Captain Moroni and Zarahemna
This same type of oppression is seen throughout the pages of the Book of Mormon.  At many points there are military wars between the Lamanites and the Nephites because the Lamanites delighted in bloodshed and wanted to destroy the Nephites or subject them to bondage.  This was the case in the wars between the Lamanite (Amalekite) leader Zarahemna and the Nephite leader Captain Moroni in Alma 43 and 44.  Captain Moroni and the Nephites fought to uphold their freedom (including religious freedom) and their families and lands, whereas the Lamanites fought for bloodshed and to put the Nephites in bondage through making them a tributary state.

This is seen again in more detail when we look at the people of Limhi and their dealings with the Lamanites in Mosiah 19. There was internal turmoil between the previous King of the Nephites (the group who lived in the lands of the Lamanites) a man named wicked King Noah and another man named Gideon.  This turmoil caused dissensions between the Nephites and their loyalty to the wicked King Noah.  It was at this precise time that they were attacked by the Lamanites who conquered them and scattered their leaders who had fled for their lives (Noah included).  In the absence of leadership and being subjected to bondage a tributary King was placed over the Nephites named Limhi (the son of King Noah) and his people were forced to pay a grievous tribute as noted in Mosiah 19:15 which states,

"Therefore the Lamanites did spare their lives, and took them captives and carried them back to the Land of Nephi, and granted unto them that they might possess the land, under the conditions that they would deliver up King Noah into the hands of the Lamanites, and deliver up their property, even one half of all they possessed, one half of their gold, and their silver, and all their precious things, and thus they should pay tribute to the king of the Lamanites from year to year."

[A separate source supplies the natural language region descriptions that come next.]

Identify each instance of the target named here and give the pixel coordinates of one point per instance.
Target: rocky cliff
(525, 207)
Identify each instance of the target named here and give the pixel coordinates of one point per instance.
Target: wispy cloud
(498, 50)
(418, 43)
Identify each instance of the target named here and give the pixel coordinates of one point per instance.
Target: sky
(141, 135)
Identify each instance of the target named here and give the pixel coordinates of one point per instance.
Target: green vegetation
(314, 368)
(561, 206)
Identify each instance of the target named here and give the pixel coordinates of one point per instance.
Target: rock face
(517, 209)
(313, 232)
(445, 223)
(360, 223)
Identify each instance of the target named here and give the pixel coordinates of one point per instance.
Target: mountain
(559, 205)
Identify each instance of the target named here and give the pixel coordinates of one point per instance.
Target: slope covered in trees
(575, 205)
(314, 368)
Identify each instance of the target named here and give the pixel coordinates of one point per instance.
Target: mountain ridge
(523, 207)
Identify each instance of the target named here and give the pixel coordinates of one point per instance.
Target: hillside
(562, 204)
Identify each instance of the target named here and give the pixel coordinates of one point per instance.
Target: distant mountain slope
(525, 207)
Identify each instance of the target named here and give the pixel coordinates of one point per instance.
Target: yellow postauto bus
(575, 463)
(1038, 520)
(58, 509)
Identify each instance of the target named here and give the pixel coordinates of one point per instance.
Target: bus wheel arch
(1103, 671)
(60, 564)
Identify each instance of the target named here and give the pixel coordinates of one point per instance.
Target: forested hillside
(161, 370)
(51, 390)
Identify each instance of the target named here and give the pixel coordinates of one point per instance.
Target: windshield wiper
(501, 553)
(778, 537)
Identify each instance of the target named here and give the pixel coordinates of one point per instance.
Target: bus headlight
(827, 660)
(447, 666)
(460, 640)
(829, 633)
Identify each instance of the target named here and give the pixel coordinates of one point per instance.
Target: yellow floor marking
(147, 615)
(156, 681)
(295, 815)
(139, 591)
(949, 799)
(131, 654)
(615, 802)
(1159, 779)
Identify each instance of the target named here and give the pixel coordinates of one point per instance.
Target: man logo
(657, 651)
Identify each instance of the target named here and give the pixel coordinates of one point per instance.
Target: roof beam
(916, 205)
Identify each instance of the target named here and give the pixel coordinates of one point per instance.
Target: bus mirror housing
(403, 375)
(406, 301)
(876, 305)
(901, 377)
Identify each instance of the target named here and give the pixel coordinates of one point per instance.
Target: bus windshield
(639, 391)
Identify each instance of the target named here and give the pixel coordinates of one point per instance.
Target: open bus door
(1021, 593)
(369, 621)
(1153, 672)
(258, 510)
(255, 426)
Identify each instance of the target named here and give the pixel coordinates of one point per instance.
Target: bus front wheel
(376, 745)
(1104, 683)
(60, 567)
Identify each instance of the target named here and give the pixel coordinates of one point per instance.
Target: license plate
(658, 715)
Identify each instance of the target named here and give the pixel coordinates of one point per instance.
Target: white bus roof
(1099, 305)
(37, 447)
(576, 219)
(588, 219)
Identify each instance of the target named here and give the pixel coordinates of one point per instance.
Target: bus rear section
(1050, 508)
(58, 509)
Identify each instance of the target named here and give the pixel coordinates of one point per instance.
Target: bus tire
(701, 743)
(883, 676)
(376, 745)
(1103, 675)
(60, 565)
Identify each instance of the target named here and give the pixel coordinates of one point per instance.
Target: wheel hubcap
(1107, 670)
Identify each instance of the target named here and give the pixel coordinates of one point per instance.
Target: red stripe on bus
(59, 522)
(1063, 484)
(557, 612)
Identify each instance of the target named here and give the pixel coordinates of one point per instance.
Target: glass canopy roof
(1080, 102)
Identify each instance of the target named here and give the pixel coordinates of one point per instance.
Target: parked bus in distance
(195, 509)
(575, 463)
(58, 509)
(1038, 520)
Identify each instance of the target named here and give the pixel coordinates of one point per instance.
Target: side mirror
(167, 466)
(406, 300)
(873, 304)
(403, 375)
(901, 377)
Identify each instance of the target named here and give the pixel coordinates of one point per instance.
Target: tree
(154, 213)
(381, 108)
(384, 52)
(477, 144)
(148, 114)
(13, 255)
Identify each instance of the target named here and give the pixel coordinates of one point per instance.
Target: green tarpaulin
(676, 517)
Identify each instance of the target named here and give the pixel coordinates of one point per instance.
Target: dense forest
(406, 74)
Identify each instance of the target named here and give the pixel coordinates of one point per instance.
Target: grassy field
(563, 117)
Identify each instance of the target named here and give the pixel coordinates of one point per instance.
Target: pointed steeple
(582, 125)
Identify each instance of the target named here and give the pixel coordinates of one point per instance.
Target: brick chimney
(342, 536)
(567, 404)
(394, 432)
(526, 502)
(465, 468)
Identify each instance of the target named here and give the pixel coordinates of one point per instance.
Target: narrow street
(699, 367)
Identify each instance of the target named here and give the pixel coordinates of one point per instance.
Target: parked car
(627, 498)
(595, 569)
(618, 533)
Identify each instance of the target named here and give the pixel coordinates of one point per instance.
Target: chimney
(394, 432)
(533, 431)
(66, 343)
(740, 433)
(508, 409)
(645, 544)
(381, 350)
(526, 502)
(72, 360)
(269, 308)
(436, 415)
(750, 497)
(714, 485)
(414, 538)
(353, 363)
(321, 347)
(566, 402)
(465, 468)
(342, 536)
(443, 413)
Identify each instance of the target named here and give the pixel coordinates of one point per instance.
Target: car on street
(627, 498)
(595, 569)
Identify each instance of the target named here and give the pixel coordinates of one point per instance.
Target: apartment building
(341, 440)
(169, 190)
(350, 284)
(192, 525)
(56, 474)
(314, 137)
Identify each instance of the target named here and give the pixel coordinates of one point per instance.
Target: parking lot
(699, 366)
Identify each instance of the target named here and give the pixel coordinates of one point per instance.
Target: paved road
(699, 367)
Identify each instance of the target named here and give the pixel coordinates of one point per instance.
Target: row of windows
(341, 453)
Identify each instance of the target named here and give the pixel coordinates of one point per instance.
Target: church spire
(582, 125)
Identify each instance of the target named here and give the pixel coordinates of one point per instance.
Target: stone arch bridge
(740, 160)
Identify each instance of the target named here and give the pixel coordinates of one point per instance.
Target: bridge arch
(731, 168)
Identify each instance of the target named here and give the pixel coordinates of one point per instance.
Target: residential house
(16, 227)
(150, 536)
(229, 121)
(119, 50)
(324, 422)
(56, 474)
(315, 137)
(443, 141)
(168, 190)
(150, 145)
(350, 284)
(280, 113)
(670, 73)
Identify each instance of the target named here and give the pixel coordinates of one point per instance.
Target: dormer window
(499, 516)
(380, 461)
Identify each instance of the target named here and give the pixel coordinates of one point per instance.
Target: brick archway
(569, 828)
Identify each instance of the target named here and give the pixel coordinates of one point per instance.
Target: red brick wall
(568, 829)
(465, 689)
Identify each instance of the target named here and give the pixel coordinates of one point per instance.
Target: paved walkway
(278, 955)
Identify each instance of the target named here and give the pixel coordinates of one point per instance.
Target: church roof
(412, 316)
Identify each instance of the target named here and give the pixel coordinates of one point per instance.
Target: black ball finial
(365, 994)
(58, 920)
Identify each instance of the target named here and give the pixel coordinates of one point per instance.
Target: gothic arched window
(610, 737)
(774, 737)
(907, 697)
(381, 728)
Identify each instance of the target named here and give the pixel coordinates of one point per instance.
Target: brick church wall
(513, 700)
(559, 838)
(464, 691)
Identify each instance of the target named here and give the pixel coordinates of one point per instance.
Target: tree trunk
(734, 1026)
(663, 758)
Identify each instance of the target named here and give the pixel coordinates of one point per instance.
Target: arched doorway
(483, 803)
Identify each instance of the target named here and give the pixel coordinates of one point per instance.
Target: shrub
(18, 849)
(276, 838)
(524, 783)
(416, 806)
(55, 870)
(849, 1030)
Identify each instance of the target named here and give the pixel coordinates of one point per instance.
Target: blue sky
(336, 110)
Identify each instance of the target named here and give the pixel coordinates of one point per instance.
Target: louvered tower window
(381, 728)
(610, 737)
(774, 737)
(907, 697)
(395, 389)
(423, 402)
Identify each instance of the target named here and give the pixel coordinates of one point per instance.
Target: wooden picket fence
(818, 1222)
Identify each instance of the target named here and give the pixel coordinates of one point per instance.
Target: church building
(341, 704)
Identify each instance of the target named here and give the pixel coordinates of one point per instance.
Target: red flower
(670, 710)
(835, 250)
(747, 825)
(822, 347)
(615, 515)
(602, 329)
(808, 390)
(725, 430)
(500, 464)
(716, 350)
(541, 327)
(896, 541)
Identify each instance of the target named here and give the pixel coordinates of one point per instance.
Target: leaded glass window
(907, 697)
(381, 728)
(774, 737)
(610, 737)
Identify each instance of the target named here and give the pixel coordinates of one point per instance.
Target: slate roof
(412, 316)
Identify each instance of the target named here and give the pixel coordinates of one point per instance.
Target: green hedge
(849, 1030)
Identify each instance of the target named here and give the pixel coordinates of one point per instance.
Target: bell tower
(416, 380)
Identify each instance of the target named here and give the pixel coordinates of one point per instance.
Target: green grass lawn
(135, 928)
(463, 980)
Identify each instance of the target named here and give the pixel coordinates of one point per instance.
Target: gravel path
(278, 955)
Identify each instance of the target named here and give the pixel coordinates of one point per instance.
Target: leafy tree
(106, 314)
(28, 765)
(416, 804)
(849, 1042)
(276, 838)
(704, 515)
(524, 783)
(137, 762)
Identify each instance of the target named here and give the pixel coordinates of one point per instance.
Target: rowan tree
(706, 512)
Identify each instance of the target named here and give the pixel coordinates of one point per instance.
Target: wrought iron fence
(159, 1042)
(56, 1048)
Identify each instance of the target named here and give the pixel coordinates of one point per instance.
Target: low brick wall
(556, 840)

The dealings of Limhi and his people with the Lamanites only got worse form there.  At one point after some limited prosperity the people of Limhi had multiple wars against the Lamanites in which they were badly beaten three times in a row.  These losses caused them to be humbled as Mosiah 21:13 states,

"And they did humble themselves even to the dust, subjecting themselves to the yoke of bondage, submitted themselves to be smitten, and to be driven to and fro, and burdened, according to the desires of their enemies."

Fat Aztec Chief
The resemblance between the tribute chronicled in the Matricula de tributos and the tribute paid by the people of Limhi is uncanny.  Both tributes were obviously hindrances that had to be endured by all tributary parties involved.  A comparison of the scenarios of King Limhi and those of the Fat King or Fat Chief from Veracruz coast noted above show many similarities as well.  The burdens placed on both leaders as tributes were enough to bring about complaints and murmurings.  In the case of Limhi, he and his people eventually escaped to join the larger group of Nephites in the land of Zarahemla in order to ease their hardships and gain freedom.  Unfortunately we do not have the outcome of the Fat Chief but it is assumed that he would have either continued to either comply or joined the movement with other tributaries to join the conquistadors and battle the Mexica Aztecs in Tenochtitlan.  Either way it is easy to see the parallels between both practices held by the Nephites and later by the Aztecs.  If the Nephites were a minority population during the same period as the Maya than it would be easy to see why this practice of tributary bondage was still alive and well during the time of the Aztecs.

1. Stuart Gene S, Glanzman Louis S, The Mighty Aztecs, May 1982.